So is gunning down other people. Fortunately, many people can separate games from reality and this lets all types of games, from Counter-Strike to Pokemon to the Total War series, to succeed.

I'm utterly convinced the average 13 year old can separate the concepts of fake monsters that disappear back inside their little round homes from the reality of two animals trapped in a small area fighting to the death.

Possibly because they actually cover this topic as one of the main quest lines in at least one of the games. They're pretty self-aware about it these days and the shows are big on morality and battling only when the Pokémon want to.

People definitely bring it up, but what are they meant to do? Collapse a media franchise worth many millions of dollars?
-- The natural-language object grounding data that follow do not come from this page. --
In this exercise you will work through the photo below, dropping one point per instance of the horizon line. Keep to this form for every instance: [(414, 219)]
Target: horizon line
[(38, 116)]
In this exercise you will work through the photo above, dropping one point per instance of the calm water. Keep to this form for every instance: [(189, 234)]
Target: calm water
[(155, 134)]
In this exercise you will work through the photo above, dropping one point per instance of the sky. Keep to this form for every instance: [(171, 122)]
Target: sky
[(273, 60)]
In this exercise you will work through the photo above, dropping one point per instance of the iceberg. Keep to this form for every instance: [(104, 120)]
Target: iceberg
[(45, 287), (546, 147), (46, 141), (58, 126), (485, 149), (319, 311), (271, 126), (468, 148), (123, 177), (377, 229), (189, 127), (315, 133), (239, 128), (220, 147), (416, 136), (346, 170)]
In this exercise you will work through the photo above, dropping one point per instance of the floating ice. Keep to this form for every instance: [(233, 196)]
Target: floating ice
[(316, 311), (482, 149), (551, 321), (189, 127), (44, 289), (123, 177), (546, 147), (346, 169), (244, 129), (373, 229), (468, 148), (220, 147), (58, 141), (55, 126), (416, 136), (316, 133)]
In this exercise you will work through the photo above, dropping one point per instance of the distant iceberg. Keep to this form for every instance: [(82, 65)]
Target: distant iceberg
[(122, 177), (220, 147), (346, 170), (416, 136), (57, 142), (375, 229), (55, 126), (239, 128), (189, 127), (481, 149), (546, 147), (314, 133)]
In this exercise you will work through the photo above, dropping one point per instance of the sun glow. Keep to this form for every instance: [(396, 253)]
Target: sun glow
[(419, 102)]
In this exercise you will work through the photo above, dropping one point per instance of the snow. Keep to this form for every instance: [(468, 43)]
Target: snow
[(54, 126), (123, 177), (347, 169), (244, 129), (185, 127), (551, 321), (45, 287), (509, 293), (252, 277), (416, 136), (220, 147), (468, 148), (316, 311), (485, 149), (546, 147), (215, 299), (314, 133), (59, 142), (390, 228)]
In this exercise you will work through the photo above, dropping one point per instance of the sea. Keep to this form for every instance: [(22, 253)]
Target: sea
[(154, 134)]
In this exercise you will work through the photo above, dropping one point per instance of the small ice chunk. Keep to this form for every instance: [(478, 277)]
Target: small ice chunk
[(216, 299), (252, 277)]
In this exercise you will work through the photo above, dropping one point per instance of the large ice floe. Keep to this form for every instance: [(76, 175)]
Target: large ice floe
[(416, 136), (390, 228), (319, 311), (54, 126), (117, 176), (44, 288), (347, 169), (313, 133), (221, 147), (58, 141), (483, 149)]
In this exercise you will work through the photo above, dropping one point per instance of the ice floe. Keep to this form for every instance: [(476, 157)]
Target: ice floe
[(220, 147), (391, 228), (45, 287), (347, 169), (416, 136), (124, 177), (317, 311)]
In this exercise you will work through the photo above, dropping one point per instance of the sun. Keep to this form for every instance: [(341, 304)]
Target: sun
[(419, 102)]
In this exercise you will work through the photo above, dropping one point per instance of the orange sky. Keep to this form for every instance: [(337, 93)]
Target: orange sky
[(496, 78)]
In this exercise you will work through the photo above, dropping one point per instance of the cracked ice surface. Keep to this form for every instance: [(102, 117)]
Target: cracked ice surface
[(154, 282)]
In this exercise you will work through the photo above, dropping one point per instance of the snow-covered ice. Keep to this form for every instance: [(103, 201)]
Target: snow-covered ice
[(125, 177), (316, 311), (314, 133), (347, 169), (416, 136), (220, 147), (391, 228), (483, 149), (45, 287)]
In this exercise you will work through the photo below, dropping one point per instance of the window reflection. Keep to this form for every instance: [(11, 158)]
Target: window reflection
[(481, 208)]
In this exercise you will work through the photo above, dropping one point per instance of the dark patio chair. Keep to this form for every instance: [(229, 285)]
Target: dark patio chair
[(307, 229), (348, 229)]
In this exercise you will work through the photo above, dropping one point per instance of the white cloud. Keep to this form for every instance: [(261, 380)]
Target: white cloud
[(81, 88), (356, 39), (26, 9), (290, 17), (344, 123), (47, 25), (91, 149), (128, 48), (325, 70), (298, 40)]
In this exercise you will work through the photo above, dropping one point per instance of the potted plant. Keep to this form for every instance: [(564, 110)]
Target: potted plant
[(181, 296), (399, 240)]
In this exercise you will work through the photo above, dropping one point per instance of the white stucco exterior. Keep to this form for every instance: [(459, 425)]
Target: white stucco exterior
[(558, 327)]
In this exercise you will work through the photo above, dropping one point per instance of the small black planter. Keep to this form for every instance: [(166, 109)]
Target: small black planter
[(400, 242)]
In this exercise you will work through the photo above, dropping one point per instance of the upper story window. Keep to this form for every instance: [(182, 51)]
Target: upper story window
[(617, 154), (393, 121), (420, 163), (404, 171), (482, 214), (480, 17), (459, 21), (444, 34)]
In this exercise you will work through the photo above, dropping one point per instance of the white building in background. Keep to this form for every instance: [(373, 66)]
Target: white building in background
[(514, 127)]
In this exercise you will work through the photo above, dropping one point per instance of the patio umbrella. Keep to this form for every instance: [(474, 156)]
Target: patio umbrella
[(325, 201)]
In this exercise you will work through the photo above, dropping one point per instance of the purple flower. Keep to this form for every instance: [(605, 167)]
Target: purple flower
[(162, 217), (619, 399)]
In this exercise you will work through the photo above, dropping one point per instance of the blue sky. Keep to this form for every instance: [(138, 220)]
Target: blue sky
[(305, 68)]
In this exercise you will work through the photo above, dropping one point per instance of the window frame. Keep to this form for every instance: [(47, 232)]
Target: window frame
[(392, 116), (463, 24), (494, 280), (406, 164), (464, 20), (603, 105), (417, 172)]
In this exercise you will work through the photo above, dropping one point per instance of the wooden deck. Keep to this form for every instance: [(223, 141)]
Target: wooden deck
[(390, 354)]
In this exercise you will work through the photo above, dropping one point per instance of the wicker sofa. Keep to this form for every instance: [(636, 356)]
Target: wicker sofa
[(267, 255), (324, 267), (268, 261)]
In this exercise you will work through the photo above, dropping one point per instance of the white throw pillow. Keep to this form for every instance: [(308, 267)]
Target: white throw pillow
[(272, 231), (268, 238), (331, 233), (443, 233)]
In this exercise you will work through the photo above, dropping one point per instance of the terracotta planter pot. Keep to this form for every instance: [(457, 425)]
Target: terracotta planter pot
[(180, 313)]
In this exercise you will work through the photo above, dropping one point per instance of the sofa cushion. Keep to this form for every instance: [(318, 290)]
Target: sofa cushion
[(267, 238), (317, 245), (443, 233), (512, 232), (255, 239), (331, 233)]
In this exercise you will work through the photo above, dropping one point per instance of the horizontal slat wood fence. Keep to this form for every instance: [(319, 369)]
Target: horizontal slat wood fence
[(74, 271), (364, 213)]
Fair. But if I thought too hard about a list of every video game element with some vaguely unsettling real-world proxy, I wouldn't be able to play a single video game. When viewed from this lens, even something as innocuous as Super Mario Bros. is subversive. ("Solve problems by eating psychedelic mushrooms and stomping people's heads.")

Fortunately, most people are able to separate the fantasy/gameplay elements from their (real or perceived) violent equivalents IRL. This is the first time I've encountered the Pokemon/cockfighting analogy. While I find it novel, and while it made me stop and think for a second, a second is all I needed.

As far as i can tell, you're not required to fight. you can just run around and collect everything. I haven't played ingress in a while, but the only way i remember it was possible to advance was by blowing stuff up.